Things didn’t work out the first year. But now the girls have a squad of 22 and have acquitted themselves well in their first few matches.

Elsley said the girls were all good mates on and off the field, a key in establishing the team.

“The girls were that keen to play. It really helped having a lot of support from them,” she said.

Fellow player Scout Strong, who graduated from WSU in 2013 and is one of the few players not currently studying, said the friendship spurred the girls to play above their ability.

“Everyone lives on campus so we are like a family. We are all really close friends. At some clubs you might make friends there, but we were all friends prior to this starting,” she said.

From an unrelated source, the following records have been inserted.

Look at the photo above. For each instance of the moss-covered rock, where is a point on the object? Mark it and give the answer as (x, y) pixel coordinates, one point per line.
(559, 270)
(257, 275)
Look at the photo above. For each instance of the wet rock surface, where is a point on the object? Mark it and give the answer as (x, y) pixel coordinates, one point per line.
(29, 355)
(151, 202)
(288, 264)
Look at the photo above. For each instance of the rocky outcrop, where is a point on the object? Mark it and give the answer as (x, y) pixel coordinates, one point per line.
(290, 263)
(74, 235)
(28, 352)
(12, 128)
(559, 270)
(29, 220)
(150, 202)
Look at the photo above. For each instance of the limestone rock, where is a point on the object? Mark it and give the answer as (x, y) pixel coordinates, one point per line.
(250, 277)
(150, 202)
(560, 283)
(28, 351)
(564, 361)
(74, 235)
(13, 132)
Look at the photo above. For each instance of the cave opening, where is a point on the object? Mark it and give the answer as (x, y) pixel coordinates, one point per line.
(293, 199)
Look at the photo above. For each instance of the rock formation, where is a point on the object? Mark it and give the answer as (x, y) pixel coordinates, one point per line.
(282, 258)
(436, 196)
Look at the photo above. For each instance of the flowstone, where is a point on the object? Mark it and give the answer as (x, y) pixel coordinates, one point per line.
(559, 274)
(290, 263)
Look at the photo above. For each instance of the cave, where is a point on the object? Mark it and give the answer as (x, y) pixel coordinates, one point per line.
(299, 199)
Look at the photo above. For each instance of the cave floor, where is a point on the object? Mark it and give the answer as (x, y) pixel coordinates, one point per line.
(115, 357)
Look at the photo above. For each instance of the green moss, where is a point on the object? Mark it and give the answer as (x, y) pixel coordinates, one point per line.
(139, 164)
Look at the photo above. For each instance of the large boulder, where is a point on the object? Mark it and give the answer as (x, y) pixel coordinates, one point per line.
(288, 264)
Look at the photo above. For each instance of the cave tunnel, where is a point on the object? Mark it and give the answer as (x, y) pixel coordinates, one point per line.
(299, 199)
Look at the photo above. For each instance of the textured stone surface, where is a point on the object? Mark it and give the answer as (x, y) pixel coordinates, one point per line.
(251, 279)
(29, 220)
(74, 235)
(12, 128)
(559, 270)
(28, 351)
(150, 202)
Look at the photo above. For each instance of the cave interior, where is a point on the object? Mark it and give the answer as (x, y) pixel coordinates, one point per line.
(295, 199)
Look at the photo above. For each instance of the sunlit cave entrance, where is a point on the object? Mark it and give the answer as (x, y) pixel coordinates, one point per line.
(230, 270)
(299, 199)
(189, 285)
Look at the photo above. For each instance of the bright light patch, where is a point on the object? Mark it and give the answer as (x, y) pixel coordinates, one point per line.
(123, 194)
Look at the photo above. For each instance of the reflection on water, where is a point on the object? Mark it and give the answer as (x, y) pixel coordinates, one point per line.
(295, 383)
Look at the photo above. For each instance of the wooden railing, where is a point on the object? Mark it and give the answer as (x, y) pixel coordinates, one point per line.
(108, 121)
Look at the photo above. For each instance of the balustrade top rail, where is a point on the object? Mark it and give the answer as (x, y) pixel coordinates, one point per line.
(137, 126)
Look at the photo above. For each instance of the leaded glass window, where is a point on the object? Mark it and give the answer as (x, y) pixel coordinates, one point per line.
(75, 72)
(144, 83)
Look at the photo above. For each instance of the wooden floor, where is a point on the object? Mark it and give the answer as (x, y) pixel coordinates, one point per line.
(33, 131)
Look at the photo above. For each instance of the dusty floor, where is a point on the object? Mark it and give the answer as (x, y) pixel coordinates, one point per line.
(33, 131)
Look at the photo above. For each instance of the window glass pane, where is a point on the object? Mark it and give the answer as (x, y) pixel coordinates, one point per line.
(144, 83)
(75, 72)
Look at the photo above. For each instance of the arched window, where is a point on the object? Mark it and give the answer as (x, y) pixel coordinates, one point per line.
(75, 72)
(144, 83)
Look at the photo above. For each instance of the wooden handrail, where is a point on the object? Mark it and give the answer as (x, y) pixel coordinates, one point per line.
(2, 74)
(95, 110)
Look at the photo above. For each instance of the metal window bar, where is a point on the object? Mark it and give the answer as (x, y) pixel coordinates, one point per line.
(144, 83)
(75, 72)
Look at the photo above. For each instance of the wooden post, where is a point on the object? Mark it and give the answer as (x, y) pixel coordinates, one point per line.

“It’s great. Most of the girls are quite small in stature and they give it their all. It’s good to watch the smaller girls try to tackle someone twice their size.”

Turning up for each other is a term thrown around in football circles, something the girls in their first year have embraced.

“It’s positive for the team. We always find even if we are having a bad game, everyone is there to pick each other up,” she said.

“Even when we are training really hard, we are always having a good giggle and really enjoying it even if we are in a bit of pain.”

The girls have played 7s in their first season. When possible, they travel with the men’s team and take on a women’s team. They have also played in a handful of tournaments.

Strong said playing in the rugby team had been such an enjoyable experience this year, it had become her new favourite sport.

“I am a soccer and basketball player originally. My two brothers go to university here and play with HAC rugby,” she said.

“I used to work in the canteen at home games, so naturally I was one of the first people to put my hand up.

“I really enjoy it. I think I am probably better at footy than soccer. I actually enjoy this more than soccer.”